Liest man bei Facebook oder auf der Webseite des Restaurants das gastronomische Konzept, dann gewinnt man den Eindruck, hier will einer auf allen aktuellen Modewellen gleichzeitig schwimmen: Omas Küche retten, regionale Zutaten verwenden, ‚ganzes Tier’ (also nicht immer nur Filet und Keule) und saisonaler Bezug statt Flugobst. Aber mal ganz ehrlich: keiner dieser Trends ist verkehrt – also immer her damit, von uns aus auch alle auf einmal.
Wir hatten einen Tisch bestellt, was ratsam ist. Die Räumlichkeiten sind bei Pop-up-Restaurants nebensächlich aber ein bisschen Atmosphäre versprüht auch der Ex-Italiener – Wohlfühlfaktor vorhanden. Der Service war super, fairerweise müssen wir anmerken, dass wir unsere zuständige Servicekraft persönlich kennen und sie nur in der ersten Woche eingesprungen war. Bei Pop-Up-Restaurants hilft eben aus, wer gerade in der örtlichen Gastroszene etwas Zeit hat.
Anton kocht – und serviert auf kleinen Tellern
Das 3-Gang-Menü im ‚Anton kocht‘ kostet 29 Euro. Es ist völlig frei zusammenstellbar, allerdings sind die Portionen immer gleich groß. So hatte ich einen fantastischen gebratenen Wels mit gegrilltem Lauch und Dillschmand als Vorspeise, Mel ihn als Hauptgang, beide Male vom Frühstücksteller serviert und eher in Vorspeisengröße. In den meisten Restaurants wird darauf hingearbeitet, dass der Gast am Ende des Menüs satt ist, die Portionsgrößen sind unterschiedlich, je nachdem ob eine Speise im 3-Gang- oder 4-Gang-Menü, als Vorspeise oder Hauptgericht serviert wird. Nicht so im ‚Anton kocht’. Es ist ein Tapas-Konzept – nur wird der Gast nicht so recht eingeweiht. Dazu kosten etliche Gerichte im Menü einen Aufpreis und selbst mittelmäßige Esser bräuchten ob der Portionsgrößen eher 4 Gänge.
Neben dem tollen Wels begeisterte uns ein gebratener Schwefelporling, ein riesiger Pilz aus Berliner Wäldern, frisch vom Markt vor der Tür, nur in Stücke geschnitten einmal scharf angebraten und kurz durchgeschwenkt.

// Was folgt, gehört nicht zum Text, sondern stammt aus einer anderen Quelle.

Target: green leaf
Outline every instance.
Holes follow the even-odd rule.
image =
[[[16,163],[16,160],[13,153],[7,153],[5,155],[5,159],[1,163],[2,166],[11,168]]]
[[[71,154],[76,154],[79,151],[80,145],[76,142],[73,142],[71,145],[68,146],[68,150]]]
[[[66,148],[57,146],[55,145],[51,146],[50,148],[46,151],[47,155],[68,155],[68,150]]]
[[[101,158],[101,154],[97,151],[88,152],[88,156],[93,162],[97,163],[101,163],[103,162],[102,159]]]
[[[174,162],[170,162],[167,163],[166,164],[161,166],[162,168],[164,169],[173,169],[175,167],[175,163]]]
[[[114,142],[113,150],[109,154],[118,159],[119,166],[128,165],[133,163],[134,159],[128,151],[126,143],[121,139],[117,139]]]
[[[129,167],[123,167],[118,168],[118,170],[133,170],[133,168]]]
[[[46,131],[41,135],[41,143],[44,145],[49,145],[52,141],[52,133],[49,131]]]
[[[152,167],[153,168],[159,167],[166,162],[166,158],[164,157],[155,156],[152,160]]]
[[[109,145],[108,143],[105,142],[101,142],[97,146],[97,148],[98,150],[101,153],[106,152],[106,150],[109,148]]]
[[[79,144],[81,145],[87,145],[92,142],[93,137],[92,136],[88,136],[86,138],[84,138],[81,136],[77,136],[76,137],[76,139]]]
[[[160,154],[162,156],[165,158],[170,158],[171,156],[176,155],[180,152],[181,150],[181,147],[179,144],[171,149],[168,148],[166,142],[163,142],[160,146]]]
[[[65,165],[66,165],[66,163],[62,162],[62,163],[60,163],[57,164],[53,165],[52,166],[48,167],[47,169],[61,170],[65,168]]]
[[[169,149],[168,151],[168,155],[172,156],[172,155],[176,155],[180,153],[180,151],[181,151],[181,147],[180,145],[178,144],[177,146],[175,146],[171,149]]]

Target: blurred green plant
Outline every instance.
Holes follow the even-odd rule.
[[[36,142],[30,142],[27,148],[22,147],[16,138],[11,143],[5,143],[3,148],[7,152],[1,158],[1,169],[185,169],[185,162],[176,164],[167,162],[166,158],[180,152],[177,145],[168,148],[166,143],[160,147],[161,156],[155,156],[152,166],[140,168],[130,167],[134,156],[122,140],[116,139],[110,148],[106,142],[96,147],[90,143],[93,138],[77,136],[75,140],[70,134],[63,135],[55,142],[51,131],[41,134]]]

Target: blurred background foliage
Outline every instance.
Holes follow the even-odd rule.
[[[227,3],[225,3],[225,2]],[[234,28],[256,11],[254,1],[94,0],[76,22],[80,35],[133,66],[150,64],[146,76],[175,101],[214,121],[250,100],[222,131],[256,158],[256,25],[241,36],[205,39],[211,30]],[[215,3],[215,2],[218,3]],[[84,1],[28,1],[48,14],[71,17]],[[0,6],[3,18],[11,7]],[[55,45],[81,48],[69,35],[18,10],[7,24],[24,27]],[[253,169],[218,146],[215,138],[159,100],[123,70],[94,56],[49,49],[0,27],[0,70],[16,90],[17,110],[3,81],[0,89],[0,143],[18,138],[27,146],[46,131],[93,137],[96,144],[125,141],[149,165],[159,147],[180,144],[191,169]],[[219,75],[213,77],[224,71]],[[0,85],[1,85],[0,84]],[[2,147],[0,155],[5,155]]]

Geschmacklich erinnern die gebratenen Stellen an Halumi, das noch fast rohe Innere zeigt dagegen einen frischen, nussigen Pilzgeschmack – das Gute wächst so nah. Die Nachspeise, Marmeladenbrot genannt, war ein Fruchtkompott mit gebratenem Graubrot und Frischkäse, kreativ und schmackhaft; Mel freute sich über eine Käseauswahl von Blomeyer, nachdem sie schon einen sensationellen Handkäse als Vorspeise genossen hatte. Anton hat ein Herz für Käsefans.
Die Weinkarte des ‚Anton kocht‘ umfasst über Hundert Positionen, weltklasse für ein Pop-Up-Restaurant, und diese sind allesamt fair kalkuliert. Jede der Flaschen wird auf Wunsch geöffnet und glasweise ausgeschenkt. Also verlebten wir einen rundum gelungenen Abend. Einziger Kritikpunkt ist die etwas schwierige Menü- und Preis-Konzeption. Wer einfach vier Gerichte a lá Carte kombiniert wird glücklich, stellt am Ende des Abends allerdings fest, dass Anton zwar sensationell kocht, allerdings nicht ganz so preisgünstig, wie es auf den ersten Blick scheint.
Hier geht es zur Webeite des ‚Anton kocht‘
Ambiente: Pop-Up-Gemütlichkeit
Preise: gehoben, wenn man satt werden will
Preis-Leistungsverhältnis: gut
Fazit: Ab zu Anton
Schlesisch Blau
Wir haben uns mal wieder nach Kreuzberg getraut. Nicht, dass es uns besondere Überwindung kostet, die Spree zu kreuzen aber solange es noch so viel in Mitte zu entdecken gibt, bedarf es immer eines besonderen Anlasses, die vergleichsweise lange Reise auf uns zu nehmen. Der Anlass war, dass wir viel Gutes über unsere Date Night Location gehört hatten: Das Schlesisch Blau.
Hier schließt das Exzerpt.